If you have to cover the fish with that much crap and cook it that long to make it edible I don't want anything to do with it.


----------



## Dmoney (Feb 19, 2017)

After being told on the pier they were good, I actually filleted, trimmed the bloodline out, mealed, and fried them with some Spanish fillets and they were pretty good. I can definitely see where they could rescue an otherwise fishless evening dining on something else when ones tastebuds were set on fish. "Keep a line in the water" Fishin'Don


----------



## CalvinandHobbes (Jan 25, 2014)

blue runners aint bad if thats all ya got. Easy to load up on them too. Ive only ever fried them


----------



## Rover2cool (Oct 10, 2007)

Dmoney said:


> After being told on the pier they were good, I actually filleted, trimmed the bloodline out, mealed, and fried them with some Spanish fillets and they were pretty good. I can definitely see where they could rescue an otherwise fishless evening dining on something else when ones tastebuds were set on fish. "Keep a line in the water" Fishin'Don



I also try them. They really are not that bad. I also made a fish soup and it was really good lol


----------



## Castorriver (Mar 11, 2016)

We caught a few off Pensacola pier yesterday and will try em tonight. I'm going to pan fry them. 

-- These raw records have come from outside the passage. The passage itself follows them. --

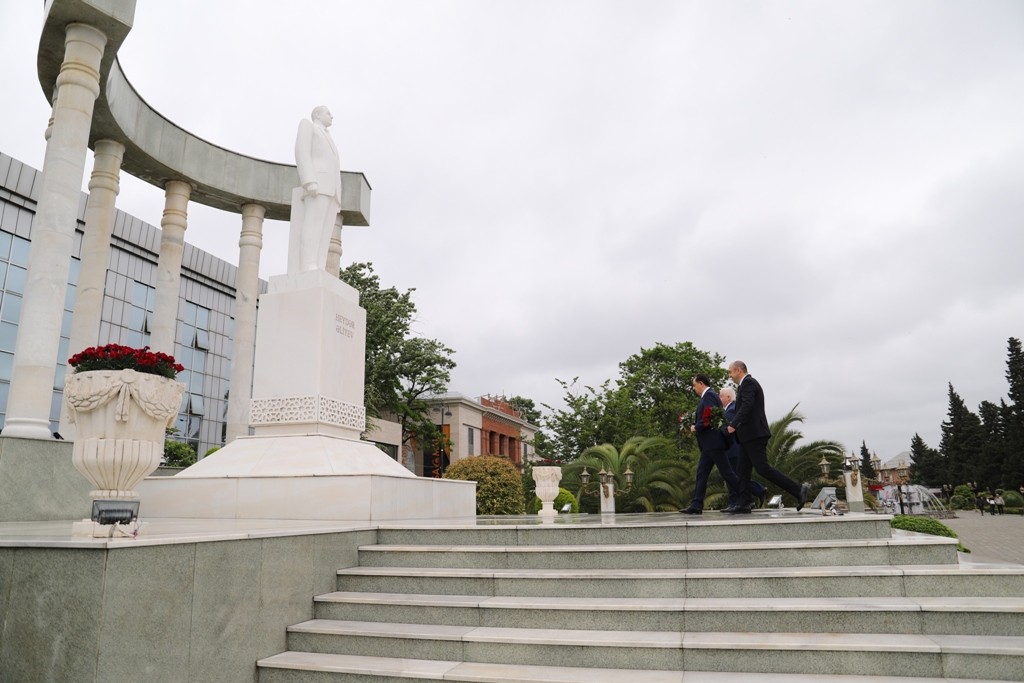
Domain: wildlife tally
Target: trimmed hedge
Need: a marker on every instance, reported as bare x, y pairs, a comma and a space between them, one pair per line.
926, 525
564, 496
499, 485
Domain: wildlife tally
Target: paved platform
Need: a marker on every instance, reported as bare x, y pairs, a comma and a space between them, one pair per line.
998, 539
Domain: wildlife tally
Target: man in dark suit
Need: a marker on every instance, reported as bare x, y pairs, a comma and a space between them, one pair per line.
713, 444
728, 397
751, 427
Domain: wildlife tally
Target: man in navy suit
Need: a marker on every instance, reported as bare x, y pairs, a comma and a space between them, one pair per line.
751, 427
713, 445
728, 397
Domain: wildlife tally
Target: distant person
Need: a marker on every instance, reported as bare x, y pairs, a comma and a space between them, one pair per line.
751, 427
320, 200
713, 445
728, 397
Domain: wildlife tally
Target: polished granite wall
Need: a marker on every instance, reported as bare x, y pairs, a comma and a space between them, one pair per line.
38, 481
173, 612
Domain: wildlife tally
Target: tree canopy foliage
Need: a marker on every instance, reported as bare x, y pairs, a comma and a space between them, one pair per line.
646, 399
401, 369
985, 447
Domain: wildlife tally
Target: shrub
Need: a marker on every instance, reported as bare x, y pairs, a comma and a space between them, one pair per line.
961, 503
926, 525
499, 486
564, 496
1013, 499
178, 454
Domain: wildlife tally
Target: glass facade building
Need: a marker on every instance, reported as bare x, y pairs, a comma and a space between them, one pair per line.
206, 305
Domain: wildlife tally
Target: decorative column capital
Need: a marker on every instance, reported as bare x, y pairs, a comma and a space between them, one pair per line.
107, 166
83, 50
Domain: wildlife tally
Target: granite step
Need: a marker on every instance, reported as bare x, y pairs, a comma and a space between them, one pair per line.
994, 616
860, 581
822, 652
315, 668
913, 549
710, 527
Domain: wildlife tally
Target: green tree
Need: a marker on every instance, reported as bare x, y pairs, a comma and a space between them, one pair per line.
659, 475
930, 466
989, 467
656, 383
962, 439
576, 427
499, 486
400, 370
651, 392
1013, 469
799, 461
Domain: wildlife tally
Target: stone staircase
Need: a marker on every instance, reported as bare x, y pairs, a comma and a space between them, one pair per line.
771, 597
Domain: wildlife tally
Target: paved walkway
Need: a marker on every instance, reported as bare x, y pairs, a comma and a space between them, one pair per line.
998, 539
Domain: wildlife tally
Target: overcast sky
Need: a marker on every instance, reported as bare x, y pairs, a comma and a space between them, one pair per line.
832, 191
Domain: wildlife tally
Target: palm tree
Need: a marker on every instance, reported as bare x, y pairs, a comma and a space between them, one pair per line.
659, 475
800, 463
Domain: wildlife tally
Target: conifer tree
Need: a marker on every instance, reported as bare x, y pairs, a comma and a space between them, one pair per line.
962, 440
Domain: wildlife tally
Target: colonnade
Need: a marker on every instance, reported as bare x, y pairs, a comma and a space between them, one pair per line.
37, 346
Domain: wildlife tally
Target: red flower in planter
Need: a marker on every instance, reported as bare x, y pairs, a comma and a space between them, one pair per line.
116, 356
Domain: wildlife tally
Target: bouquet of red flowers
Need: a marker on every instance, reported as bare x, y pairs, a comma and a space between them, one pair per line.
115, 356
713, 417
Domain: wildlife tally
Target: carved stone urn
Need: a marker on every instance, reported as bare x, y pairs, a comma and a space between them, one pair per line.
121, 417
547, 479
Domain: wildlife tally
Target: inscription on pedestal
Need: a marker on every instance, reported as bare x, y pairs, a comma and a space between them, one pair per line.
344, 326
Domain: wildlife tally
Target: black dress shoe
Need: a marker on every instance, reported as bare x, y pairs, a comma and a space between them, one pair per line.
802, 499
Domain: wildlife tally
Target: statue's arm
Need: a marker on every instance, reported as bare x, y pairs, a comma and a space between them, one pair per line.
303, 157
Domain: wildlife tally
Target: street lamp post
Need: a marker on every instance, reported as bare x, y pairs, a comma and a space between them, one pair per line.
439, 464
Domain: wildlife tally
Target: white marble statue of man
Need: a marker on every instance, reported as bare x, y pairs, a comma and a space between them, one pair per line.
316, 203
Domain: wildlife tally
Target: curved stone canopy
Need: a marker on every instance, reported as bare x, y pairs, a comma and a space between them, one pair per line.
159, 151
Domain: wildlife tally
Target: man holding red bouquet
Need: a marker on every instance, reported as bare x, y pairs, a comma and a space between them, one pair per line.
713, 446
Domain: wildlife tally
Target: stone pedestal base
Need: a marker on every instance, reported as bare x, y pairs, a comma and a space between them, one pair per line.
90, 529
310, 476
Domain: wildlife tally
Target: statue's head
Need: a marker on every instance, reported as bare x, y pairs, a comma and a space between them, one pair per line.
322, 115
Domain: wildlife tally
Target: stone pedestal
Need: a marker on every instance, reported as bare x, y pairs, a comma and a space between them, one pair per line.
854, 492
305, 459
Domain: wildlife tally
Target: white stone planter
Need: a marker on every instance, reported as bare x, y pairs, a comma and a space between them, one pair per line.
547, 479
121, 416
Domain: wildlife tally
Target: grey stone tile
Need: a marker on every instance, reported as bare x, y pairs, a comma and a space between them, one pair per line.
996, 667
337, 551
828, 663
668, 658
413, 648
50, 631
6, 577
225, 604
584, 619
399, 613
444, 586
287, 586
147, 599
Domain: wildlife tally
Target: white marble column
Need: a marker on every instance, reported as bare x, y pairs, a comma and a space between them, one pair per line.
172, 245
334, 249
104, 183
244, 343
52, 236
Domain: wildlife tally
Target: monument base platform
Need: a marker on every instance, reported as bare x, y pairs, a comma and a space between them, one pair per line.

Sent from my iPhone using Tapatalk


----------



## BB KINGFISH (Jul 3, 2016)

Orangebeach28 said:


> My bluefish Recipe
> 
> Catch bluefish
> Throw it back
> ...


I will keep a few Bluefish when I dont have anything in freezer.

I cut out all of the bloodlines, soak them for a few hrs in buttermilk and fry them. 

Blues are the only fish I eat with tartar sauce.


----------